AzPHA has been a long-time supporter of legislative changes to move the tobacco buy age to 21 from the current 18. There is a ton of medical and population-based evidence suggesting that moving the buy age to 21 would be an effective tool for reducing the number of people addicted to nicotine and tobacco – saving many lives. Tobacco smoking remains the number one preventable cause of premature death (although obesity is expected to overtake tobacco in the next few years).
Our preference has always been to implement a “tobacco 21” law that would cleanly move the buy age for tobacco and e-cigs to 21. Clean in the sense that the bill would do just that- and not impair cities, towns, universities etc. ability to be more restrictive.
A great example of that is Senator Carter’s SB 1363 which would have cleanly moved the buy age for both e-cigs and tobacco to 21. We wholeheartedly supported that bill.
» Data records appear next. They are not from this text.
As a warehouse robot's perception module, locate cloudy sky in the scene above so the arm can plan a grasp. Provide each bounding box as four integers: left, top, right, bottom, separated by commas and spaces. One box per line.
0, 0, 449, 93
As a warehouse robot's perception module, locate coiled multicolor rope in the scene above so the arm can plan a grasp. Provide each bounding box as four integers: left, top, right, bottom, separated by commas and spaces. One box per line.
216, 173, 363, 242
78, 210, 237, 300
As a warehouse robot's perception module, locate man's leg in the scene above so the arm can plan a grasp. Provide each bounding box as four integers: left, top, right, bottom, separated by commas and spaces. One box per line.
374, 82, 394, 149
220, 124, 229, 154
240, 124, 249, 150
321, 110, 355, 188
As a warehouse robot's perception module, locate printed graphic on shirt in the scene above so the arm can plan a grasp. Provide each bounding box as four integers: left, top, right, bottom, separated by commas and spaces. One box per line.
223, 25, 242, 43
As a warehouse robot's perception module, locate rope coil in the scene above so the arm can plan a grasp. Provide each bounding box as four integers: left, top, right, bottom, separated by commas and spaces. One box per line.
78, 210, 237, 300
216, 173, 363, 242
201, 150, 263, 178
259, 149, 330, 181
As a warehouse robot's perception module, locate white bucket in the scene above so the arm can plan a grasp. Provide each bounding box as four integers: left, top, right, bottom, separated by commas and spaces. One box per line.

Sadly, it never even got a hearing in the Senate because it was assigned to the Commerce Committee instead of Health Committee- and the Commerce Chair didn’t hear the bill. So, a couple of months ago it looked like a tobacco 21 bill was dead again this session.
Then, last month, along comes a “strike all” amendment to SB 1147 by Senator Allen which also would raise the buy age to 21 but also includes a pre-emption clause preventing any other jurisdiction from implementing tobacco or e-cig control measures that aren’t included in the 1147 bill and that aren’t covered in the Smoke Free Arizona Act.
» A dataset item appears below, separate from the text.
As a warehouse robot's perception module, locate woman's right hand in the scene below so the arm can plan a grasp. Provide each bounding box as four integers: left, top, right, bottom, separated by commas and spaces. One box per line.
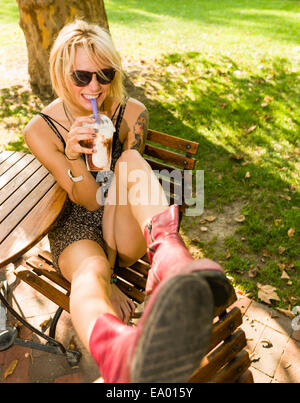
65, 116, 97, 160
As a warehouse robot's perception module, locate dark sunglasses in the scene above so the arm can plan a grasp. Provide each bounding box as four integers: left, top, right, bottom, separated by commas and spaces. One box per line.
71, 69, 116, 87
The preemption pieces would effectively open up currently tobacco free campuses to anyone over the age of 21 and would allow for vending machines containing e-cigarettes and conventional tobacco in areas where kids could have access to them. Here are examples of what the pre-emption clause of 1147 would:
Void Phoenix, Tempe and other cities’ zoning boundaries for tobacco retailers that prohibit the sale of tobacco products within 1,320 ft of a school, park, day care facility, among others public places.
Remove local prohibitions on tobacco marketing and advertisements on or near public property, such as near schools, bus stops, park benches.
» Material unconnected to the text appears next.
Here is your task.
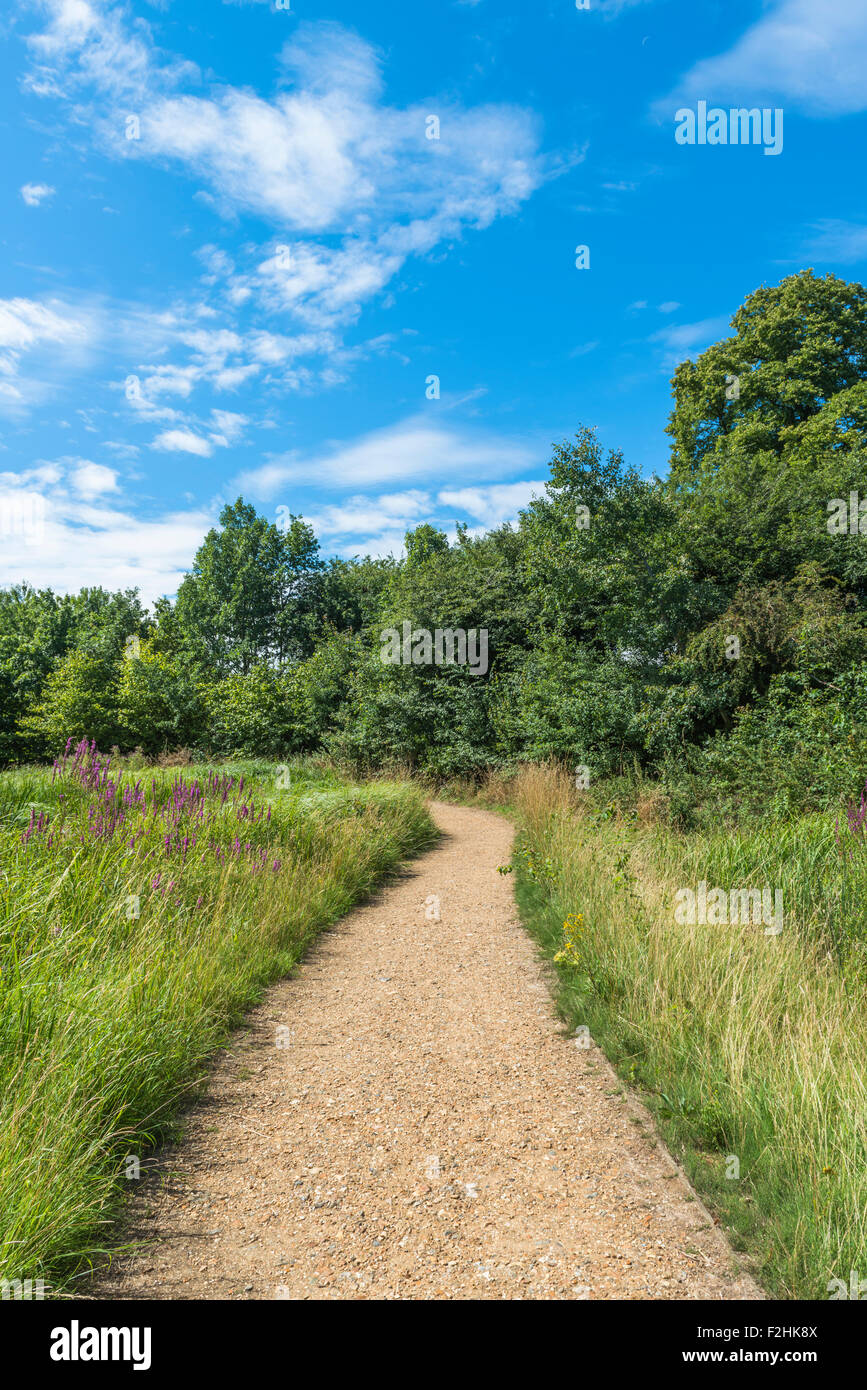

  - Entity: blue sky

Eliminate licensing requirements for retail tobacco establishments.
Allow tobacco vending machines in liquor stores where minors can enter without anyone verifying their age. Currently, some cities only allow vending machines in bars that ID customers to ensure they’re 21 and specialty clubs that require membership.
On the penalty side- SB1147 would create new criminal penalties on those 18-21 rather than primarily placing the penalties on the establishments that sell to people under 21.
The challenge for organizations like ours when deciding whether to support or oppose SB 1147 is to weigh whether the benefit of the 21 buy age intervention is outweighed by the downside posed by the pre-emption.
To be honest- when I read SB1147 for the first time (after the amendments) I was on the fence about whether we should support the bill. It sure was tempting to get T-21 finally into state law. But in the end, we decided to stick with the rest of the public health community and oppose the bill for good reasons- because the pre-emption pieces and the fact that the bill doesn’t classify e-cigs with tobacco products really move the balance of the bill as a negative.
Maybe in the next couple of years we can get a bill that won’t have pre-emptions, would have a more balanced set of penalties, and would include e-cigs in the definition of tobacco products.
So that’s the reason for the title of this piece. How much compromise is too much compromise- and as a secondary thing- how patient should one be to hold out for a clean intervention.
I have no doubt that we will eventually get a clean T-21 bill through the legislature. The question is how many years it’ll take. Hopefully not as many as it took to get the hands-free cell phone law that was just passed and signed. That took too many years. Way too many.
SB 1147 is being heard on Monday in the House’s Committee of the Whole and it could even go to a 3rd read the same day (the Committee of the Whole is the last chance to amend measures in either chamber before bills go to the floor for a 3rd read- which is the floor vote). Even if it passes the House this week it’ll still need to go back to the Senate because it’s a strike all bill.